Clients must be given an opportunity to request that their data be removed from the system. The WebReg module provides one method of submitting that request. Organizations may also have additionally supported methods handled internally.

• From within the WebReg module, clients can go to the MyAccount Profile option and edit their profile.
• The consent question will default to Yes based on their previous consent. The client can, however, remove their consent by changing the reply to No.
• When they submit this profile change:
  
  • A consent removed client case note is recorded.
  • An email is sent to the client confirming their removal request.
  • The same client email is CC copied to the organization via the Notification Email address.
    
  • The organization should action to delete the client's records or make their profile anonymous.
• To add an email template for the consent removal, create a new template using the reserved title "WebReg Consent Removed". If the organization's copy of the email should be sent to an email address other than the Notification Email address, add an Alt Return Email in the email template.

When an existing client requests that their personal data be removed from the system, XenDirect provides two options.

• Delete Client: This process deletes all the records for one client.
• Anonymous Client: This process removes fields that could identify a client.
• See Delete One Client for more detail on each of these two options.

---

Marketing Preferences Consent

Clients registering from within the European Union must be given an opportunity to Opt-In to marketing preferences. The WebReg module has the option to default the marketing preferences profile question as Opt-In or Opt-Out. This feature still exists. However, if organizations have clients that register from within the EU, an option has been added to display an additional question at the start of a new client profile asking the client if they are within the EU. If they reply Yes, the marketing preferences section of the client profile defaults to Opt-In regardless of the default setting. If the client replies No (the default value), the marketing preferences are set to Opt-In or Opt-Out based on the organization's setting.

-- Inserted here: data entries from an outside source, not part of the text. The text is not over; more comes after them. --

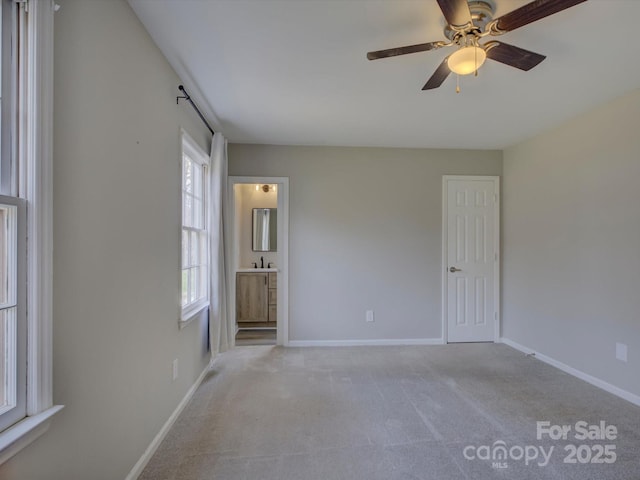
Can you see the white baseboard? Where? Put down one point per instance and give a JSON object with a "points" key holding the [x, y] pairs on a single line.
{"points": [[630, 397], [155, 443], [358, 343]]}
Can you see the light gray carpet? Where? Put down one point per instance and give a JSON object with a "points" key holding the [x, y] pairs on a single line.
{"points": [[388, 413]]}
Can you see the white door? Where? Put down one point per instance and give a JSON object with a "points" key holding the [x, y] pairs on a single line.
{"points": [[470, 240]]}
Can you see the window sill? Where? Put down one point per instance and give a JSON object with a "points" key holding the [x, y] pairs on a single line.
{"points": [[190, 313], [25, 432]]}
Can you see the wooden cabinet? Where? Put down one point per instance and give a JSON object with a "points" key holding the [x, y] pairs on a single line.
{"points": [[273, 297], [256, 297]]}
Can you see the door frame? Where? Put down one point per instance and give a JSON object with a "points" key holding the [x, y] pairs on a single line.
{"points": [[231, 251], [445, 251]]}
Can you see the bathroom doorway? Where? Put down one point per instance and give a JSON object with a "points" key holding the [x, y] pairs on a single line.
{"points": [[257, 266]]}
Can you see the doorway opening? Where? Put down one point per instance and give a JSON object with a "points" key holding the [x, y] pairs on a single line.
{"points": [[258, 219], [470, 258]]}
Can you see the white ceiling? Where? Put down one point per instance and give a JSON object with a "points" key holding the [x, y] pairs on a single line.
{"points": [[295, 71]]}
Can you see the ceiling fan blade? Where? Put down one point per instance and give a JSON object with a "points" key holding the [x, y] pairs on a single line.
{"points": [[439, 76], [393, 52], [513, 56], [532, 12], [456, 12]]}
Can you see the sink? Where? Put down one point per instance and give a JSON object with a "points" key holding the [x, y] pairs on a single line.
{"points": [[251, 269]]}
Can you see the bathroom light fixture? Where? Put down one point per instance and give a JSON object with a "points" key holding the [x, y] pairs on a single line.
{"points": [[266, 188]]}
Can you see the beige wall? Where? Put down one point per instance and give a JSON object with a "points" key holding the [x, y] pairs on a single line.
{"points": [[572, 240], [117, 248], [365, 234]]}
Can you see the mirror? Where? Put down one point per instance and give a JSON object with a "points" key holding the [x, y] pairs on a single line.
{"points": [[265, 230]]}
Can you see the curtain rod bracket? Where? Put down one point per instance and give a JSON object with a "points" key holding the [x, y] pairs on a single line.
{"points": [[187, 97]]}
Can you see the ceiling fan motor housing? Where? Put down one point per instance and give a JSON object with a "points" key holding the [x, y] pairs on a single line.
{"points": [[482, 12]]}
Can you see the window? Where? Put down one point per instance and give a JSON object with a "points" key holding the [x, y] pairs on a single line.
{"points": [[195, 235], [26, 78]]}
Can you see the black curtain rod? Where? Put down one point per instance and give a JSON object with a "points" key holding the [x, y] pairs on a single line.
{"points": [[188, 99]]}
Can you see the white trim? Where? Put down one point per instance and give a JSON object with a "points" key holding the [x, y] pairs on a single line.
{"points": [[37, 147], [157, 440], [619, 392], [24, 432], [496, 272], [362, 343], [282, 336]]}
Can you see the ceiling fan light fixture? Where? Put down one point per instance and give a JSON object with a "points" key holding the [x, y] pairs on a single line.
{"points": [[467, 60]]}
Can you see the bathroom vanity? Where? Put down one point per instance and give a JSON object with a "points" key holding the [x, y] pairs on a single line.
{"points": [[257, 297]]}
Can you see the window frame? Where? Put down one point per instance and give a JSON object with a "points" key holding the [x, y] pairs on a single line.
{"points": [[27, 136], [196, 155]]}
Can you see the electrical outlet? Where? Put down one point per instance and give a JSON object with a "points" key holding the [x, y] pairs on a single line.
{"points": [[621, 351], [175, 369]]}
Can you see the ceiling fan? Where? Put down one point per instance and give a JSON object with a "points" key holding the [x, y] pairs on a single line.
{"points": [[468, 22]]}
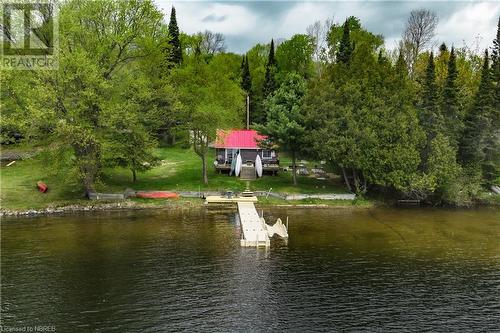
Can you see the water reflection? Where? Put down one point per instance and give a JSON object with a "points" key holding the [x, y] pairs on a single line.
{"points": [[374, 270]]}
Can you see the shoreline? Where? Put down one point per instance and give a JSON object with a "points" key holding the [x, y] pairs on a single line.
{"points": [[82, 206]]}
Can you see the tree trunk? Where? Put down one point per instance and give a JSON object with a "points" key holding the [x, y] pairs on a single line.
{"points": [[356, 181], [294, 168], [344, 174], [204, 162]]}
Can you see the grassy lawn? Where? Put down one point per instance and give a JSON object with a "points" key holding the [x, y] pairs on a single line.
{"points": [[18, 185], [179, 169]]}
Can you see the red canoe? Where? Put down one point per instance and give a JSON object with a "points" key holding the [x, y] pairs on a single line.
{"points": [[42, 187], [157, 195]]}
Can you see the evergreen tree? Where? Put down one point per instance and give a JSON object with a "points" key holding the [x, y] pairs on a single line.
{"points": [[443, 48], [175, 43], [450, 101], [495, 55], [345, 48], [246, 80], [430, 116], [270, 80], [401, 67], [477, 123]]}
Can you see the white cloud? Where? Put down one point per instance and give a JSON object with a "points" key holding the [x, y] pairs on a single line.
{"points": [[232, 19], [246, 23]]}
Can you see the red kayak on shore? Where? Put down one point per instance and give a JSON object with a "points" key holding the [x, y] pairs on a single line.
{"points": [[42, 187], [157, 195]]}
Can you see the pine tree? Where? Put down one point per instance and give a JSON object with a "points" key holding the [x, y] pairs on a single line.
{"points": [[345, 48], [472, 150], [450, 105], [495, 68], [270, 80], [175, 43], [443, 48], [401, 67], [430, 116], [246, 80]]}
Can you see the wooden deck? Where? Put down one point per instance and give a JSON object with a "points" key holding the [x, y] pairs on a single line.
{"points": [[254, 232]]}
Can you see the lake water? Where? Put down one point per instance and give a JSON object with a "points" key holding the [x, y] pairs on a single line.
{"points": [[382, 269]]}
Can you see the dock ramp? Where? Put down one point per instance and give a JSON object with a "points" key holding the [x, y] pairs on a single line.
{"points": [[254, 232]]}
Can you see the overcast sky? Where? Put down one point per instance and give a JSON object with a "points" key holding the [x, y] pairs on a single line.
{"points": [[245, 23]]}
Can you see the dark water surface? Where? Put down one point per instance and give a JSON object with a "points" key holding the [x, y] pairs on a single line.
{"points": [[342, 270]]}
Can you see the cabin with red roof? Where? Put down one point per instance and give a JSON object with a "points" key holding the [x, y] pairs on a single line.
{"points": [[249, 143]]}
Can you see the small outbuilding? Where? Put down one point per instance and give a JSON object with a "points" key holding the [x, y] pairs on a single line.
{"points": [[249, 144]]}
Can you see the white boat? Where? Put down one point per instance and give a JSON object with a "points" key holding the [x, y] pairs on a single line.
{"points": [[237, 168], [258, 166]]}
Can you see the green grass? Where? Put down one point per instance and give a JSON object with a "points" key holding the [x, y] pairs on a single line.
{"points": [[19, 191], [179, 169], [318, 202]]}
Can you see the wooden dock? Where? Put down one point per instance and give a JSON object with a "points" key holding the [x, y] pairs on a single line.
{"points": [[253, 228]]}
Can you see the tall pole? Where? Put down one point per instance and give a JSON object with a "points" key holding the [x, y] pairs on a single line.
{"points": [[248, 112]]}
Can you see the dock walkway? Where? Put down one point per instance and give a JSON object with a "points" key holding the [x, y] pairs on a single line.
{"points": [[254, 232]]}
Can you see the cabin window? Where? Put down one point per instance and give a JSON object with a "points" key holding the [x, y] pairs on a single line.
{"points": [[266, 154]]}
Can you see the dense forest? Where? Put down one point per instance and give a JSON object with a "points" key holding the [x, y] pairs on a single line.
{"points": [[419, 122]]}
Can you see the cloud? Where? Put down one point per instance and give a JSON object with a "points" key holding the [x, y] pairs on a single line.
{"points": [[213, 18], [474, 24], [245, 23]]}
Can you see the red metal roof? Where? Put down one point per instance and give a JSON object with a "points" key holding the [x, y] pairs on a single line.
{"points": [[248, 139]]}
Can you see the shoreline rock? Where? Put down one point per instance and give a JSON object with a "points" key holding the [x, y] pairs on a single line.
{"points": [[124, 205]]}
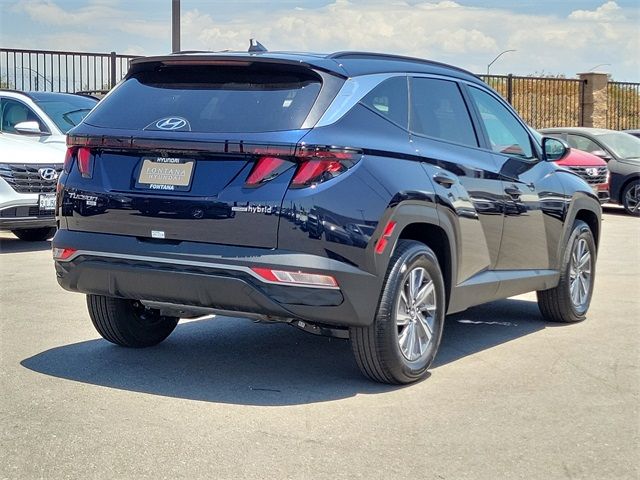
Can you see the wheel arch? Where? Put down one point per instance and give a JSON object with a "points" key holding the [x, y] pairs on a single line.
{"points": [[627, 181], [436, 238], [587, 209]]}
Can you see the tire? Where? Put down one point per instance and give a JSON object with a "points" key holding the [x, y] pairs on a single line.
{"points": [[35, 234], [562, 304], [381, 348], [631, 198], [127, 322]]}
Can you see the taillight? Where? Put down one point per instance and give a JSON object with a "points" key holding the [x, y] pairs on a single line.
{"points": [[315, 165], [85, 165], [265, 169], [319, 164], [63, 253]]}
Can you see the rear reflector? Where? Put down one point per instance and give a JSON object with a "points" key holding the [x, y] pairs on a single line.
{"points": [[296, 278], [63, 253], [68, 160], [265, 169], [384, 239], [84, 162]]}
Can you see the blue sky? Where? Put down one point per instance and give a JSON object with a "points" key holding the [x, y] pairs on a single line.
{"points": [[550, 37]]}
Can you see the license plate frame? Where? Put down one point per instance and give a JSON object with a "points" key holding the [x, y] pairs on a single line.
{"points": [[165, 174], [47, 202]]}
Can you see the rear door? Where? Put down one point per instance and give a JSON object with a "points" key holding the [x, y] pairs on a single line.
{"points": [[533, 195], [187, 153]]}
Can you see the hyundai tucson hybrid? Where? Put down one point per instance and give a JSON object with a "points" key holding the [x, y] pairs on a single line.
{"points": [[28, 175], [358, 195]]}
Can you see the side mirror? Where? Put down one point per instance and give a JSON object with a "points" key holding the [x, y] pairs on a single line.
{"points": [[602, 154], [28, 128], [554, 149]]}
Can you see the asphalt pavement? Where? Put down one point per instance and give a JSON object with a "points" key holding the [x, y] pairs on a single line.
{"points": [[510, 396]]}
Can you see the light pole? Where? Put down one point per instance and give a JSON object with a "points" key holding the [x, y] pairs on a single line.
{"points": [[499, 55], [175, 26]]}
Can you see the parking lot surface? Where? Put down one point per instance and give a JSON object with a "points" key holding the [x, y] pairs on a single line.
{"points": [[509, 396]]}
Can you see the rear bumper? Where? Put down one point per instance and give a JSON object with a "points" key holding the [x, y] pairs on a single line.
{"points": [[214, 276]]}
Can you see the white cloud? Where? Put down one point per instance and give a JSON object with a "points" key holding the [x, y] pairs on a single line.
{"points": [[607, 12]]}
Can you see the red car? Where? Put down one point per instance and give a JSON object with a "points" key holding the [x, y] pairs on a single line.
{"points": [[592, 169]]}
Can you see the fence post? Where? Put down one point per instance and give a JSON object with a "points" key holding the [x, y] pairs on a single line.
{"points": [[112, 70], [594, 99]]}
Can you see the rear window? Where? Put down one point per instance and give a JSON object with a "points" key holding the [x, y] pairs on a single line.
{"points": [[210, 99]]}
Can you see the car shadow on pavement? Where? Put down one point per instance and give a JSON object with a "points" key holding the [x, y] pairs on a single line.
{"points": [[237, 361], [15, 245]]}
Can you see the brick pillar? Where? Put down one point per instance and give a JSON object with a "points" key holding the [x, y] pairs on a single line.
{"points": [[594, 99]]}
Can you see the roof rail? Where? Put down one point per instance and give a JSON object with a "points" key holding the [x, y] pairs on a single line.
{"points": [[389, 56]]}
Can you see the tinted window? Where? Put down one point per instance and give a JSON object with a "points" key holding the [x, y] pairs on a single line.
{"points": [[506, 134], [14, 112], [66, 112], [438, 110], [211, 99], [389, 99]]}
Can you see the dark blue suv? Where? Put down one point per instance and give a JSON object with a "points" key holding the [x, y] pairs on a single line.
{"points": [[358, 195]]}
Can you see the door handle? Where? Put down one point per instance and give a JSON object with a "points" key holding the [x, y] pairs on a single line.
{"points": [[445, 180], [513, 191]]}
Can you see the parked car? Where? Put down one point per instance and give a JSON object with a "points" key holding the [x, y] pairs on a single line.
{"points": [[591, 168], [620, 150], [45, 117], [435, 211], [28, 175]]}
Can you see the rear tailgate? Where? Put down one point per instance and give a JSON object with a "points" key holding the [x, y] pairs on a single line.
{"points": [[210, 204]]}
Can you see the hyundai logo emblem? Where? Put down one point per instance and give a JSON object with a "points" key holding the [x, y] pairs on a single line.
{"points": [[48, 173], [171, 123]]}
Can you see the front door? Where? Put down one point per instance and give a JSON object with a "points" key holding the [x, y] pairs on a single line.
{"points": [[532, 195]]}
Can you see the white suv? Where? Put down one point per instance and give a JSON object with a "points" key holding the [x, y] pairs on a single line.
{"points": [[44, 117], [29, 173]]}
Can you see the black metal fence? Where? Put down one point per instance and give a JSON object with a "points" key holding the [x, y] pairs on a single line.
{"points": [[59, 71], [542, 101], [623, 109]]}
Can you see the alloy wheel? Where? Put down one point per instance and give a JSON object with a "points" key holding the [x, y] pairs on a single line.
{"points": [[416, 313], [632, 199]]}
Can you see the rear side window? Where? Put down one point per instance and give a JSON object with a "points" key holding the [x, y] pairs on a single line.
{"points": [[390, 100], [210, 99], [505, 133], [438, 110]]}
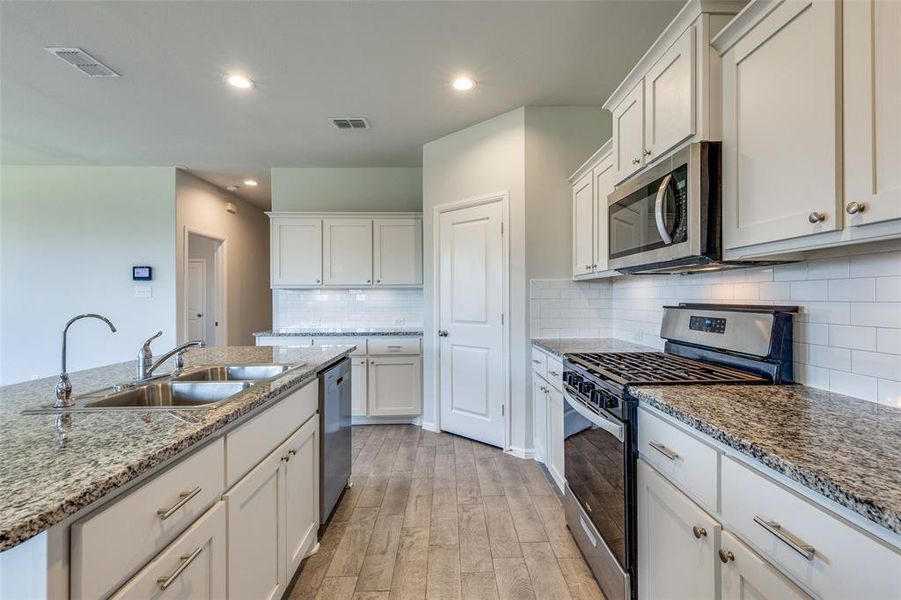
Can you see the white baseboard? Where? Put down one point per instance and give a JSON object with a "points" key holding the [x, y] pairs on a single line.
{"points": [[526, 453], [384, 420]]}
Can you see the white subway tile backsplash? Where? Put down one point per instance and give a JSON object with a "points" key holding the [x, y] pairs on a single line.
{"points": [[847, 335]]}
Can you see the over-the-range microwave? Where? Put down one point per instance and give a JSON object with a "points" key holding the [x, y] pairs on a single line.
{"points": [[668, 219]]}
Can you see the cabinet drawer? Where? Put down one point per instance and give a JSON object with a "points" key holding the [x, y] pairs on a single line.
{"points": [[193, 566], [111, 543], [681, 458], [253, 441], [328, 341], [554, 368], [829, 557], [539, 362], [384, 345]]}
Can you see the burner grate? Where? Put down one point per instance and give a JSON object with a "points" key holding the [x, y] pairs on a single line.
{"points": [[659, 368]]}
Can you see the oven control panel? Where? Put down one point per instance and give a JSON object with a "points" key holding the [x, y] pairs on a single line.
{"points": [[707, 324]]}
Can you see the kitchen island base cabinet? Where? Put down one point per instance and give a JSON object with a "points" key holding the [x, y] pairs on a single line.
{"points": [[394, 385], [676, 542], [265, 544], [193, 566], [745, 576]]}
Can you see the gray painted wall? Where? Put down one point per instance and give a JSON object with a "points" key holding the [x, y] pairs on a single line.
{"points": [[68, 239], [396, 189]]}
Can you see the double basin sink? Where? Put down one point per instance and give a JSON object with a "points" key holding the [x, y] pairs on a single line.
{"points": [[200, 387]]}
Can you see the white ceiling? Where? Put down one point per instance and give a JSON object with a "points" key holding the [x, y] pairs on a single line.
{"points": [[388, 61]]}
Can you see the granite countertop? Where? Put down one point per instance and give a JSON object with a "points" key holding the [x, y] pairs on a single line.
{"points": [[46, 476], [342, 332], [846, 449], [562, 346]]}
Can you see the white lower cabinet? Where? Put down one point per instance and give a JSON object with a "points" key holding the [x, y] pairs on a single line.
{"points": [[746, 576], [358, 378], [395, 387], [676, 542], [191, 567]]}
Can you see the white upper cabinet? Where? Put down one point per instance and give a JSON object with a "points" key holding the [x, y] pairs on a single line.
{"points": [[872, 111], [781, 136], [347, 251], [397, 251], [670, 97], [673, 95], [296, 251], [628, 133], [583, 226]]}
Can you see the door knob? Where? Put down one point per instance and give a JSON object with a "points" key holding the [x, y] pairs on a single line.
{"points": [[853, 208]]}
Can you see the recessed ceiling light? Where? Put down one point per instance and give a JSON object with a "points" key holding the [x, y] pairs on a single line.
{"points": [[464, 84], [239, 81]]}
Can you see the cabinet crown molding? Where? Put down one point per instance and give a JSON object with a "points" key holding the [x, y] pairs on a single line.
{"points": [[682, 21], [589, 164]]}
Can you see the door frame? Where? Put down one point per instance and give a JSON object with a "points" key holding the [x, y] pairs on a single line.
{"points": [[504, 198], [220, 272], [203, 264]]}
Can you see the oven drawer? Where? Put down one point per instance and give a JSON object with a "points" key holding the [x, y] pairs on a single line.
{"points": [[554, 368], [829, 557], [539, 362], [683, 459]]}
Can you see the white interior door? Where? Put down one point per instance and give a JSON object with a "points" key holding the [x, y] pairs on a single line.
{"points": [[196, 305], [471, 304]]}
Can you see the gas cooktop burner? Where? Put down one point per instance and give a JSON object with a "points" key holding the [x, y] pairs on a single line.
{"points": [[627, 368]]}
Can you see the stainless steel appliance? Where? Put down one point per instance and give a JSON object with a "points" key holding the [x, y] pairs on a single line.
{"points": [[668, 219], [334, 435], [706, 344]]}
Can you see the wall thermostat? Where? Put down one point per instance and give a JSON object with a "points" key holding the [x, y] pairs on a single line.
{"points": [[142, 273]]}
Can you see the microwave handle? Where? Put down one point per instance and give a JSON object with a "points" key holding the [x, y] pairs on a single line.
{"points": [[658, 210]]}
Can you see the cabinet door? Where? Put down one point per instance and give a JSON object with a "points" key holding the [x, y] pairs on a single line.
{"points": [[296, 252], [347, 251], [397, 251], [555, 436], [256, 542], [301, 493], [395, 385], [628, 133], [583, 226], [746, 576], [676, 542], [358, 387], [191, 567], [670, 97], [781, 152], [872, 102], [539, 422], [604, 180]]}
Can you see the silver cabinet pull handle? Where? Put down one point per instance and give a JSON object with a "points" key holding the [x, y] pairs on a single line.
{"points": [[185, 497], [792, 541], [664, 450], [186, 559]]}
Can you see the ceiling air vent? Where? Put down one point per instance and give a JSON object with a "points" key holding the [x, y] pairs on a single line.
{"points": [[83, 61], [350, 123]]}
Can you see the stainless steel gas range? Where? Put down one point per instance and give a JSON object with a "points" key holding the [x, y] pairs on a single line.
{"points": [[705, 344]]}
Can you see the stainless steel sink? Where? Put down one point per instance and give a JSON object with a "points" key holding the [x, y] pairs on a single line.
{"points": [[172, 394], [234, 373]]}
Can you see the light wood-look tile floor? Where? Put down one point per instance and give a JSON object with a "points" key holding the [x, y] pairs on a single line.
{"points": [[441, 517]]}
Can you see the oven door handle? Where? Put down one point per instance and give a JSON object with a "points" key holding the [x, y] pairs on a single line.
{"points": [[658, 210], [601, 421]]}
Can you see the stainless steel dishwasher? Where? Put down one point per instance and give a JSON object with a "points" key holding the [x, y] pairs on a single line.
{"points": [[335, 440]]}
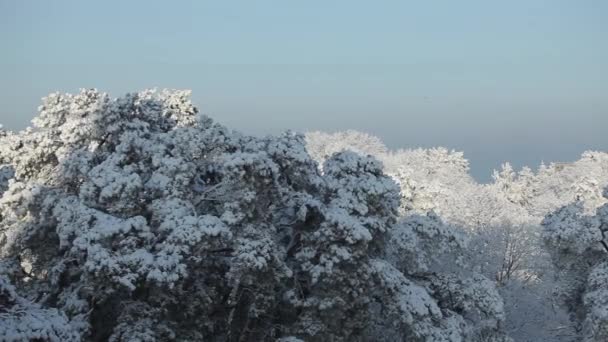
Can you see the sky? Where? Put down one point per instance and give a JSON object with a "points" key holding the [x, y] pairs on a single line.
{"points": [[522, 81]]}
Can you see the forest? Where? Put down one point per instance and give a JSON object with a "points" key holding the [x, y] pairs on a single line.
{"points": [[138, 218]]}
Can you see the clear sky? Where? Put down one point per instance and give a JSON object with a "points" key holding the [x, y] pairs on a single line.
{"points": [[520, 81]]}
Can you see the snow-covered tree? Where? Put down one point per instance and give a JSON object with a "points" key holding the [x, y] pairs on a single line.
{"points": [[137, 219], [321, 145], [578, 245]]}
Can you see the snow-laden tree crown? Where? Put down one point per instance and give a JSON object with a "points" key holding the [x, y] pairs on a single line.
{"points": [[517, 234], [137, 219]]}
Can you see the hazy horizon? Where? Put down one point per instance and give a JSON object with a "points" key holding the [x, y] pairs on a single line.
{"points": [[522, 82]]}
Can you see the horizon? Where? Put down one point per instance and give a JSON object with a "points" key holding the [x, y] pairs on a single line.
{"points": [[522, 82]]}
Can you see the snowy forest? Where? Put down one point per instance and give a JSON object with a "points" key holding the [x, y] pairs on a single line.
{"points": [[138, 218]]}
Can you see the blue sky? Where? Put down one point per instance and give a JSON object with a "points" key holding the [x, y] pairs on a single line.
{"points": [[519, 81]]}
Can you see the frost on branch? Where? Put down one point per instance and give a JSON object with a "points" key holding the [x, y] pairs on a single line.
{"points": [[137, 219], [578, 244]]}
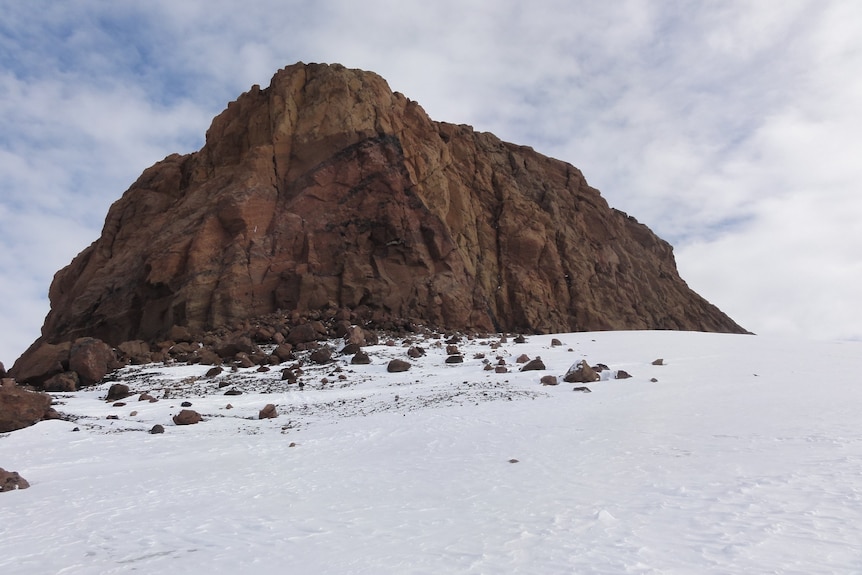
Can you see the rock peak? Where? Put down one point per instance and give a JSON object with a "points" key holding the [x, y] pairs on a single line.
{"points": [[327, 189]]}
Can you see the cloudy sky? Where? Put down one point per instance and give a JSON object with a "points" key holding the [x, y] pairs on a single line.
{"points": [[732, 128]]}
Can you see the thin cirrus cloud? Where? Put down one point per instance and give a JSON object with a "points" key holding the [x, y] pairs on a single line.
{"points": [[730, 128]]}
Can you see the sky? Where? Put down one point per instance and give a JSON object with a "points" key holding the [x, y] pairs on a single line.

The EU profile question only displays if enabled and is not a saved field. It is used only to determine if the marketing preferences profile question should default to Opt-In. To enable the display of the EQ profile question:

• Edit the Web Options of the Branch Profile.
• Go to the Client Profile tab of the Web Options settings.
• Change the [Enable UE Check] setting to Yes.
• Click OK to save the setting.
• This question will now display as the first field in a new account form in the WebReg module: Are you within the European Union?